Taipei, April 5 (CNA) Taiwanese textile and furniture companies that have large production bases in Southeast Asia have expressed concerns about their ability to navigate the risks caused by the latest round tariffs imposed by the United States on countries worldwide.

Eclat Textile Co., a Taiwanese supplier to major international sportwear brands like Nike, Lululemon and Under Armour, said Thursday that 60 percent of its garment sales come from the U.S. market.

In an interview with CNA, the textile supplier said 60 percent of its total production is in Vietnam, 27 percent in Indonesia, and 10 percent in Cambodia, which means it is now facing increasing risks.

U.S. President Donald Trump on Wednesday announced what he called reciprocal tariffs on countries worldwide, ranging from 10 percent to more than 40 percent, with effect from April 9.

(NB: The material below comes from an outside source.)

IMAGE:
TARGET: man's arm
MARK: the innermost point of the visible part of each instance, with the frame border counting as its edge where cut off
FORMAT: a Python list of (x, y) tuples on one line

On Trump’s list, a 32 percent tariff was imposed on Taiwan, 34 percent on China, 49 percent on Cambodia, 46 percent on Vietnam, 36 percent on Thailand, and 32 percent on Indonesia.

According to Eclat, even with its diversified production bases, it cannot escape the fallout of the new tariffs.

Eclat said it will work closely with its suppliers to improve production efficiency, so as to cap costs, and will set up strategic partnerships with its clients as means of weathering the turbulence caused by Trump’s policies.

While some Taiwanese companies are considering investing in the U.S. market to avoid the tariffs, Eclat said it will be difficult for the textile industry to expand its production to the U.S. in light of the high labor costs and shortage of suppliers in the textile industry.

Meanwhile, Makalot Industrial Co., which manufactures garments such as pants, underwear and sleepwear, also said it is worried about the financial impact of Trump’s tariffs on Southeast Asian countries.

The U.S. accounts for more than 70 percent of Makalot’s total sales revenue, while 41 percent of its total production is based in Indonesia, 37 percent in Vietnam, and 14 percent in Cambodia, the company told CNA.

Makalot said it will hold international meetings next week and engage in discussions with its clients to find ways to share the expected financial burden caused by Trump’s latest tariffs.

Meanwhile, a leading Taiwanese manufacturer of footwear Pou Chen Corp. also told CNA that it will hold discussions with its clients to figure out the best response to the tariffs.

Pou Chen, which is a contract supplier to major international brands such as Nike, Adidas, and New Balance, has 53 percent of its production in Indonesia and more than 30 percent in Vietnam, according to market estimates.

Apart from textile companies, other Taiwanese firms are also bracing for the impact of the U.S. tariffs, including furniture manufacturers Shane Global Holding Inc. and Nien Made Enterprise Co.

Shane Global has 64 percent of its production in China and Cambodia, while Nien Made has a total of 80 percent in those two countries, market estimates show.

Several Taiwanese companies in the tech sector also have large production lines in Southeast Asian countries.

On Friday, Taiwan’s top economic planning body the National Development Council (NDC) said it would provide assistance to Taiwanese manufacturers in Southeast Asia that wish to return to Taiwan.

NDC head Liu Chin-ching (劉鏡清) told reporters that the government will optimize Taiwan’s investment environment to help Taiwanese firms improve their global competitive edge.